L'explosion de la communication

par Yves Desrichard

Philippe Breton

Serge Proulx

Paris: La Découverte ; Montréal : Ed. du Boréal, 1993. - Nouv. éd. - 323 p. ; 22 cm. - (Sciences et société)
ISBN 2-7071-2291-2 (La Découverte) - 2-89052-598-7 (Ed. du Boréal) : 140 F

« Depuis la première publication de ce livre, en janvier 1989, le monde a changé », avertissent Philippe Breton et Serge Proulx.
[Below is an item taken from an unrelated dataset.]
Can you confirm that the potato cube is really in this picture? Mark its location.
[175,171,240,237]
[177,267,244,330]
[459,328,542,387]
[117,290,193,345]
Et, de fait, si, à l'aune géologique ou astronomique, 5 ans peuvent paraître une très courte période, dans l'aire et l'ère de la communication, il n'en est pas de même.
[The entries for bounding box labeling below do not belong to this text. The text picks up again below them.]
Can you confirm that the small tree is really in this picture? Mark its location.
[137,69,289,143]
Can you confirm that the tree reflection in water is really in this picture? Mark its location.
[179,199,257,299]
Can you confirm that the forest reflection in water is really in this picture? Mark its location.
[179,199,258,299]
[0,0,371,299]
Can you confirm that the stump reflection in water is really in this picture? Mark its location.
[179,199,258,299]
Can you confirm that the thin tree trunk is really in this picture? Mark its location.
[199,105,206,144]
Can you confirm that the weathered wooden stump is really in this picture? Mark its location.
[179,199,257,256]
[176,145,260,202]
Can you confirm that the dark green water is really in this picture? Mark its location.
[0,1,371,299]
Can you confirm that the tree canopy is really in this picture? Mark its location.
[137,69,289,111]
Une nouvelle édition de L'Explosion de la communication s'imposait d'autant plus que la crise économique de la presse, le tassement sinon le recul de la pratique télévisuelle, la perte de confiance dans la crédibilité joumalistique, nourrie par des dérapages connus (Révolution roumaine, guerre du Golfe), n'ont fait que s'accentuer, alors même que les progrès techniques, les phénomènes de concentration des monopoles de presse, de diffusion, de production, voire la confluence pas encore avérée de techniques, de domaines et de compétences jusqu'alors nettement définis (informatique, audiovisuel, presse imprimée), viennent interroger chercheurs et praticiens (voire consommateurs ?) sur le devenir de la « communication » de l'an 2000.
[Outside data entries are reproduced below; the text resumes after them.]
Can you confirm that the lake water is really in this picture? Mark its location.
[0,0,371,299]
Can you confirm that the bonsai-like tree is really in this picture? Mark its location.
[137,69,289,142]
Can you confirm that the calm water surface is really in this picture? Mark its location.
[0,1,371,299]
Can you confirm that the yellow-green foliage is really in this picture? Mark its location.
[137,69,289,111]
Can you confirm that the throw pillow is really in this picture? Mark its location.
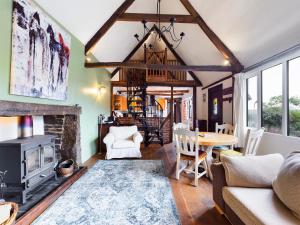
[221,154,284,188]
[273,151,300,219]
[0,204,11,224]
Heureusement pour le lecteur, parfois échaudé par des ouvrages de prospective ou d'initiation confus, verbeux, trop ambitieux ou trop modestes, le propos des auteurs de L'explosion de la communication est net, précis, et vaut mieux que son titre accrocheur : il s'agit, en une quinzaine de chapitres denses mais accessibles, de faire le point sur les différents aspects historiques, politiques, sociologiques et techniques de la communication, laissant au lecteur le soin de puiser dans une abondante bibliographie (20 pages serrées !) pour approfondir tel ou tel aspect de la question.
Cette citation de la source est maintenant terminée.